A Malaysia Airlines flight from Kuala Lumpur to Seoul was forced to make an unscheduled landing in Hong Kong yesterday after an electrical generator failed on the two-year-old jet.
The airline said the Airbus A330-300 left the Malaysian capital at 11.37pm on Sunday and was due at Incheon airport about six hours later. But Flight MH066 was forced to land in Hong Kong at 2.53am due to an "inoperative aircraft generator which supplies normal electrical power".
All 271 passengers were unhurt and were transferred to other carriers.

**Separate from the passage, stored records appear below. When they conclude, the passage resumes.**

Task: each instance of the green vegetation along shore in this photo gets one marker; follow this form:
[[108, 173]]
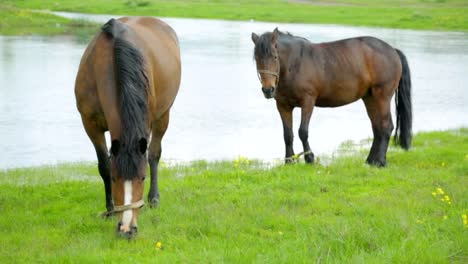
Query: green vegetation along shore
[[21, 21], [413, 14], [413, 211]]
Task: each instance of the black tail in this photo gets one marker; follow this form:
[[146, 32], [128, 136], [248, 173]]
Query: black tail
[[404, 113], [132, 87]]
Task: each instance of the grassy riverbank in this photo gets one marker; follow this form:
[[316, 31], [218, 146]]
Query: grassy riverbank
[[20, 21], [242, 212], [414, 14]]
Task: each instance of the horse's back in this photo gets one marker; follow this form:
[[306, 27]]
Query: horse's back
[[160, 47], [95, 86], [350, 67]]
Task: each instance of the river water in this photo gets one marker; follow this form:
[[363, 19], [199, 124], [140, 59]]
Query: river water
[[220, 112]]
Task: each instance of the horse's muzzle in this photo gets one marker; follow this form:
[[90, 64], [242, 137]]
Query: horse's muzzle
[[268, 92]]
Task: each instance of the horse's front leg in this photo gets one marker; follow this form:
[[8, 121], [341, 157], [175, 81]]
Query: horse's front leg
[[286, 118], [306, 113]]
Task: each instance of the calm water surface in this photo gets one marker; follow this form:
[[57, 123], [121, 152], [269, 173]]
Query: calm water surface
[[220, 112]]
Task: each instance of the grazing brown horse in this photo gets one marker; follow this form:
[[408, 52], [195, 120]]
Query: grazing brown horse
[[127, 82], [298, 73]]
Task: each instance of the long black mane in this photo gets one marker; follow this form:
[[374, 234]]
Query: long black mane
[[132, 86]]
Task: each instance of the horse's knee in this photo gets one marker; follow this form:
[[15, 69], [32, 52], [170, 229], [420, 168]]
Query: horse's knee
[[303, 134], [387, 128], [154, 156], [288, 137], [103, 164]]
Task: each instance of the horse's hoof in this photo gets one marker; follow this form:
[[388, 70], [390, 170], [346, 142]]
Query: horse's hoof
[[309, 158], [376, 163], [108, 214], [153, 202]]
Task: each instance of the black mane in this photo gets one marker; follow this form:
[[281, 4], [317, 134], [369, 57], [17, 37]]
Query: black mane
[[132, 86], [263, 45]]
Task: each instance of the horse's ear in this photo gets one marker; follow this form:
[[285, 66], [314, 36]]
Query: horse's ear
[[143, 144], [254, 38], [115, 147], [275, 35]]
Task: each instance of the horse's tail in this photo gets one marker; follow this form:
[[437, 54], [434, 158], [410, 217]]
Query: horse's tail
[[404, 113], [132, 88]]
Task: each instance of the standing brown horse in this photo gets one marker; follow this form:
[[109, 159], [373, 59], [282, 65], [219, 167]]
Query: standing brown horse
[[298, 73], [127, 82]]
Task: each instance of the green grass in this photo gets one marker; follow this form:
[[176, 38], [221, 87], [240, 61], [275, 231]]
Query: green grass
[[17, 21], [414, 14], [243, 212]]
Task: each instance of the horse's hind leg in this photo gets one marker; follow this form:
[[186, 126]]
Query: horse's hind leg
[[378, 110], [154, 154], [286, 118], [97, 138], [306, 113]]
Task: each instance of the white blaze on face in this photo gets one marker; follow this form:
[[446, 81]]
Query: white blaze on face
[[127, 215]]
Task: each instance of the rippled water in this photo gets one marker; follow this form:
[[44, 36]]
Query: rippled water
[[220, 111]]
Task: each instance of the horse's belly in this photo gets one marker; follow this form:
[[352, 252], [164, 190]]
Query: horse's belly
[[339, 97]]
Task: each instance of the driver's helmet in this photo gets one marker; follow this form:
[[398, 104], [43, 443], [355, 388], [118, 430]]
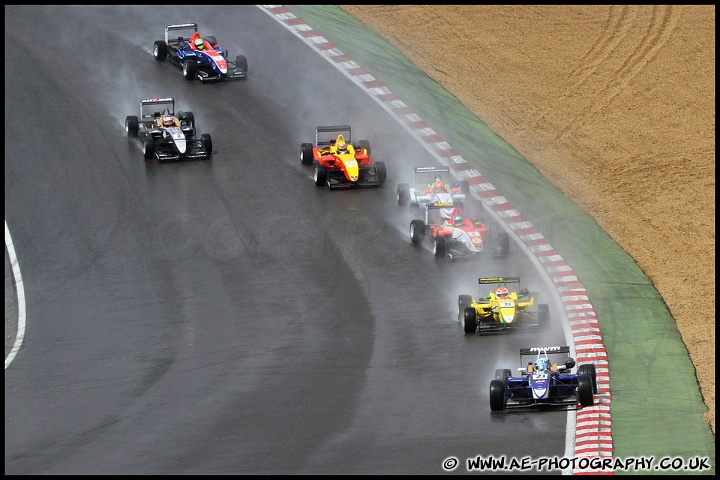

The incident came as the search continues for Malaysia Airlines Flight MH370, which vanished two weeks ago, and three days after another of the carrier's jets suffered a shattered windscreen when it hit birds as it landed in Kathmandu, Nepal.
Veteran commercial pilot Jeremy Tam Man-ho said there was usually no need to divert a flight if only one generator failed, as there were two others to maintain supply.
However, Tam, who has 13 years' flying experience, said that it was possible that the generator might have overheated, so landing at the nearest airport was preferred because it could have lead to a potentially serious fire.
He said generators were attached to each of the plane's engines on the wings, with a third auxiliary unit at the rear.
"The generators are used to power facilities such as televisions, cockpit devices and the aircraft's lights," he said.
Malaysia Airlines said that after the breakdown, supply was continued by the auxiliary unit.
Consultant group CAPA Centre for Aviation said the Malaysia Airlines fleet of 15 Airbus A330-300s was only two years old.
Dr Steve Thatcher, senior aviation engineering lecturer at the University of South Australia, said it was not uncommon for modern aircraft to have problems early in their operating lives.